The substitution method is a straightforward yet powerful technique used in evaluating expressions. It involves replacing variables in an expression with their given numerical values. This method simplifies calculations and helps reach a solution more efficiently.
For instance, in the exercise provided, we have an expression involving the variable \(z\) and we are given \(z = 5\). So, according to the substitution method, we substitute 5 in place of \(z\) in \(2z^2\). This results in a new expression: \(2 \times 5^2\).
Using substitution:

• Identify the variable and its given value.
• Replace the variable with the value throughout the expression.
• Proceed to solve the newly formed numerical expression.

Substitution simplifies problem solving by converting variable expressions into numbers, making further calculations much easier.

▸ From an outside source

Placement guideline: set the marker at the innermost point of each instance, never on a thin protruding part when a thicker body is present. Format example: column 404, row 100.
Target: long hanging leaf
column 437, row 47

Exponentiation is a mathematical operation that involves raising a number, known as the base, to the power of an exponent. It means multiplying the base by itself as many times as specified by the exponent.
In our example, once we substitute \(z=5\) in the expression \(2z^2\), we need to deal with the exponentiation \(5^2\). This calculation involves raising the base 5 to the power 2:
- \(5^2\) is calculated as \(5 \times 5 = 25\).

• The base here is \(5\).
• The exponent is \(2\), indicating the base is used twice in multiplication.
• This results in the product 25.

Exponentiation is an essential skill when evaluating expressions, allowing you to simplify repeated multiplication into a concise form.

The order of operations is a set of rules that dictates the sequence in which operations should be performed in an expression. By following these rules, we ensure that everyone calculates expressions in the same way, getting the same result.
The standard order of operations is dictated by the acronym PEMDAS (Parentheses, Exponents, Multiplication and Division (from left to right), Addition and Subtraction (from left to right)). In our expression \(2z^2\), this means we:

• First, perform the exponentiation \(5^2\).
• Then, multiply the result by 2, which is the last operation.

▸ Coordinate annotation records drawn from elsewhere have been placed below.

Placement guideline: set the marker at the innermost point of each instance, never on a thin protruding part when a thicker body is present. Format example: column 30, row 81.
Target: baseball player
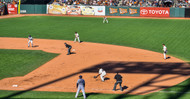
column 165, row 50
column 118, row 79
column 80, row 86
column 30, row 40
column 69, row 48
column 102, row 73
column 105, row 20
column 76, row 37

Thus, the order is to calculate the power first (\(5^2 = 25\)), and then multiply by 2 (\(2 \times 25 = 50\)). Without following the order of operations, we might end up with incorrect results.
Understanding and applying the order of operations ensures consistency and accuracy in mathematical calculations. By breaking down complex expressions into manageable steps, it makes problem solving more approachable.